Oppression, discrimination, and the unrelenting courage of forgotten heroines. In a major new series for the BBC, renowned historian Professor Amanda Vickery tells the story of Britain’s longest war; the suffragettes’ 300 year-long campaign for equality.
23 February 2015
Suffragettes forever! The story of women and power begins on Wednesday 25 February, with an account of the immense legal, social, and political oppression experienced by British women before the suffragettes campaign began.
According to Professor Vickery, this was a period of “astonishing prejudice; defined by systematic subjugation, cruelty and hardship for many women”.
“In October of 1814, a man led his wife to Hailsham market and sold her to the highest bidder. This was the ritual of wife sale, a kind of informal divorce. The unwanted woman was led to market in her Sunday-best dress with a rope halter on her neck or around her waist. She was exhibited like a beast, haggled over, and auctioned off to the highest bidder. There were 300 wife sales at fairs and markets all around Britain in the 18th and 19th centuries,” said Professor Vickery.
The following two episodes will trace the emergence, development and extraordinary impact of the suffragettes on life in Britain.

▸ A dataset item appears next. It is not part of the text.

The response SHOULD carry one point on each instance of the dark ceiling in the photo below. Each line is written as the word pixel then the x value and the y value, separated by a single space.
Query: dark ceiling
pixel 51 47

Professor Vickery will tell the stories of women who worked tirelessly – often at great personal cost – to challenge the suffocating effects of an overwhelmingly male dominated society.
The battle to win the vote is the popular symbol of this struggle, but Professor Vickery places that epic fight in a much wider context.
The focus of the series will extend from the earliest recorded women’s rights demonstration at the time of Cromwell, through to modern times – with the election of Margaret Thatcher just 50 years after the extension of the franchise. Professor Vickery will conclude with reference to the ongoing – and incomplete - campaign for equal status in the institutions, homes, and boardrooms of modern Britain.
Suffragettes forever! is one of a series of BBC programmes commissioned to mark the 800th anniversary of the Magna Carta.